--- title: "Introduction to ImmuneSpaceR, BioC 2016" author: Renan Sauteraud date: June 25, 2016 autosize: true output: html_document: toc: true toc_float: true vignette: > %\VignetteEngine{knitr::rmarkdown} %\VignetteIndexEntry{Introduction to ImmuneSpaceR} --- ```{r knitr-opts, echo = FALSE} library(knitr) opts_chunk$set(message = FALSE, warning = FALSE) opts_chunk$set(fig.align = "center", fig.width = 10) ``` # Use case: System biology of Influenza Reproducing results of a publication. **Systems biology of vaccination for seasonal influenza in humans**. Nakaya et al (2011). The paper uses system biology approach to study immune response to vaccination against influenza in three seasons. Two cohorts vaccinated with TIV (2007 & 2008). And one with LAIV (2008).

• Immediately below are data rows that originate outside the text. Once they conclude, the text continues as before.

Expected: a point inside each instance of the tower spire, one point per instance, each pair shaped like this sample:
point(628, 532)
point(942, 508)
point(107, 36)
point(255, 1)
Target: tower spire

# Without ImmuneSpaceR ## Fetching data from GEO The data was made available on GEO after publication. The [SuperSeries](http://www.ncbi.nlm.nih.gov/geo/query/acc.cgi?acc=GSE29619) is referenced in the paper. ```{r usecase} library(GEOquery) gse <- getGEO("GSE29619") ``` The returned object is a `list` of 3 `ExpressionSet`s. One per SubSeries/cohort. ```{r} gse ``` The seasons cannot be identified without looking in the objects. ```{r} names(gse) ``` ## phenoData Let's look at the metadata available on GEO ```{r} library(Biobase) es_LAIV <- gse[[1]] head(pData(es_LAIV), 3) ``` ### Issues * The metadata is poorly formated * Subject ID & visit in the same column * HAI results mapped using "characteristic_ch1" columns * No demographics (age, gender, race) * No mapping to additional datasets (ELISA, ELISPOT, Flow, GE, etc...) ## Combining data Without any additional information the various seasons cannot be combined. ```{r combine-es, error = TRUE} combine(gse[[1]], gse[[2]]) ``` The platforms are different accross seasons. ## Summary In order to do something simple like differential gene expression analyses: * Parse the phenoData of each `ExpressionSet` for visit and patient ID * Use `annotate` to map probes to genes * `combine` into one expression matrix * Run DGEA (limma) Combining this information with another dataset would require additional data cleaning (assuming the IDs are consistent accros experiment).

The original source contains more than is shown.